BY VALERIE GONZALEZ, STAFF WRITER
MATAMOROS — A wagon parading an effigy of President Donald Trump trudged along the Matamoros embankment Sunday afternoon when hundreds of migrants celebrated the news of Joe Biden’s victory in the U.S. presidential election.
Among the group of migrants holding flags from Guatemala and Mexico, the grim reaper — a man dressed in a hooded, black robe and holding a toy scythe — walked along the wheeled cart, a cardboard sign slung across his shoulder read, “Hasta la vista, Donald Trump.”
Clothing left behind by migrants who abandoned their asylum claims under the prolonged Trump administration policies were used to dress the president’s crafted doppelganger.
A pair of white, worn-down jeans and a button-up shirt were stuffed with tufts of grass growing along the riverbank. A two-dimensional red tie made in the same fashion as a piñata was affixed to the collar where the head of President Trump, a print-out mounted to cardboard, sprung up.
Migrant families under the Migrant Protection Protocols — a policy which sends migrants back to Mexico while they await their U.S. immigration court hearings — were in a festive mood since a presidential winner was declared Saturday.
President-elect Biden vowed to “end these policies, starting with Trump’s Migrant Protection Protocols,” according to his immigration platform.
Saturday night was relatively quiet near the Matamoros-Brownsville border. Two women living in the makeshift camp, Liseth and Katherine, could be seen through an uncovered patch along the fence delineating the encampment’s perimeter near the international bridge’s traffic.
Blankets and tarps impede the view for passers-by. They were hung as anti-immigrant sentiment began growing in Matamoros, the women said.
One night, Liseth, a 43 year-old El Salvadoran mother of two, said a man stood outside in the plaza and began berating them. He ended his tirade saying he would be tossing bottles of gasoline and lighting them up. Liseth’s daughters, 11 and 8 years old, had trouble sleeping that night.
As the night fell Saturday over Matamoros, a crowd of hundreds of men, women and children carried on with some sense of renewed hope.
“Alivio,” or relief, is how the women characterized their reaction upon learning that the president lost his reelection bid.
“Look at how we’re living,” Liseth said holding onto the fence’s metal pickets.
“Do you know where I had seen this?” she asked. “When I saw the German movies about the concentration camps.”

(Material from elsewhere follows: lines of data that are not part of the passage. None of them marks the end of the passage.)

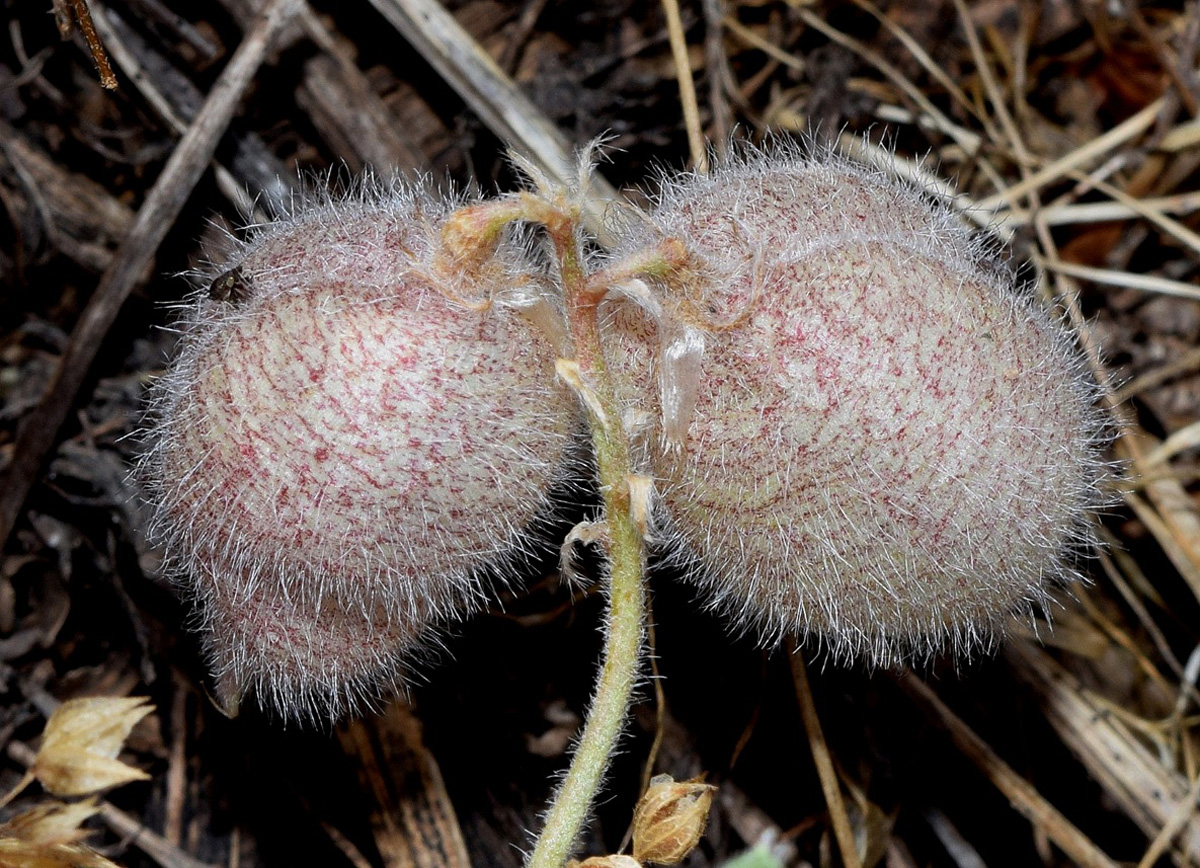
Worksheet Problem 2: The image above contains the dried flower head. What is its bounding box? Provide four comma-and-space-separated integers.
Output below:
632, 775, 717, 865
569, 856, 644, 868
140, 180, 581, 721
611, 144, 1111, 664
0, 798, 120, 868
33, 697, 153, 797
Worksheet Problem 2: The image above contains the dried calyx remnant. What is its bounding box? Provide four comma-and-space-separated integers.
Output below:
139, 143, 1110, 724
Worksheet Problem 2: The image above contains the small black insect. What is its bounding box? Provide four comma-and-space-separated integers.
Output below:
208, 267, 250, 304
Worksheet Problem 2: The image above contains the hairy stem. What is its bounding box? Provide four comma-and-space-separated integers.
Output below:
526, 203, 646, 868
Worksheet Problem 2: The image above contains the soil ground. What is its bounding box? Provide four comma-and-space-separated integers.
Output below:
2, 2, 1200, 867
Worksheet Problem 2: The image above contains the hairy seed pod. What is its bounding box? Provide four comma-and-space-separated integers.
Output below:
140, 183, 580, 721
611, 146, 1111, 664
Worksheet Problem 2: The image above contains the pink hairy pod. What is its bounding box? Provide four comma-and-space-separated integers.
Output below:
610, 145, 1111, 664
140, 182, 581, 721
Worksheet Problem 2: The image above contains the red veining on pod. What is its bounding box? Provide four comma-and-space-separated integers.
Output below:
610, 147, 1110, 663
140, 183, 581, 721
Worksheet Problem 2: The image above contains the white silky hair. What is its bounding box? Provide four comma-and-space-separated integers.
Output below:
605, 139, 1116, 667
136, 173, 588, 724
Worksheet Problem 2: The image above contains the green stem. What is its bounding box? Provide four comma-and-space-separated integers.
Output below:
527, 487, 644, 868
526, 206, 647, 868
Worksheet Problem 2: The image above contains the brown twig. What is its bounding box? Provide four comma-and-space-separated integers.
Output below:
1122, 0, 1200, 117
337, 700, 471, 868
497, 0, 551, 75
59, 0, 118, 89
100, 803, 219, 868
0, 0, 303, 549
362, 0, 625, 242
897, 672, 1121, 868
163, 677, 188, 848
87, 1, 291, 217
794, 7, 982, 158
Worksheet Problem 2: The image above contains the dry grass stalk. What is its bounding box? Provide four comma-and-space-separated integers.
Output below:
0, 0, 303, 548
3, 0, 1200, 864
362, 0, 624, 240
899, 673, 1122, 868
1007, 640, 1200, 862
790, 653, 861, 868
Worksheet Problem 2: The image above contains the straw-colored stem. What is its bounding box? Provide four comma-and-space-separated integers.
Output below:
660, 0, 708, 172
791, 653, 862, 868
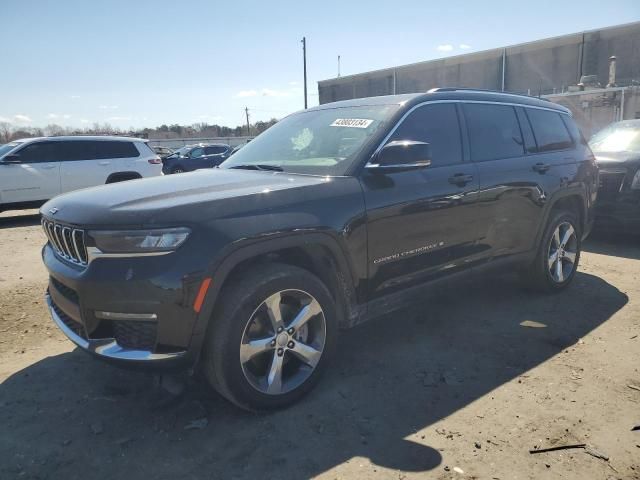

The gates are used to restrict the public’s access to the campgrounds; migrants are allowed to go outside. Though, safety is a concern.
Katherine, a 24-year old Nicaraguan mother of an 11-year-old girl, recalled the day a migrant girl ran up to her yelling, “they’re going to take me, they’re going to take me.” That was when a shooting broke out near the camp. No one was injured, but it served to highlight the risk they now face in the border community.
Inside, the women described other risks, too. Rats and snakes fattened on the rodents are a common find. Their families were not hurt by them, but other dangers prowl on the women and girls.
Recently, an incident propelled Liseth to send her two daughters across the border.
They fled their Central American home which Liseth described as a colander after the last round of gun battles between the local gangs and armed forces. She noticed her neighborhood becoming smaller after each altercation, but she didn’t leave until the neighborhood’s founder was left with a bullet in his head near her home.
Liseth and her daughters made their way up north through Monterrey, where they were kidnapped. She said she escaped by jumping out of a second-story floor. She arrived at the border hoping to find a way into the U.S., but instead she was placed under MPP and sent to Tamaulipas.
That was over a year ago.
Recently, something happened at the camp’s restrooms. It left her feeling traumatized. She didn’t share details of the incident, but the thought of it made her throat tighten and her eyes water.
The girls are now in Boston with relatives who will be helping connect them with counselors to talk through their trauma.
“I feel happy with the triumph of Mr. Biden, but I won’t stop feeling afraid until I’m out of this place,” Liseth said.
As the young evening set on the Rio Grande on Sunday, a small crowd of migrants set fire to the effigy which now sat on a chair with the river sprawled in the background.
“ Es lo que siente la gente ,” a migrant man said from the crowd. “It’s what the people feel.”
The withered grass inside the migrant clothes burned, at first, a fiery-red, but after a few minutes it would be reduced to a smoldering heap. When the smoke cleared, the ground across the river, draped in the golden hour, was once again visible.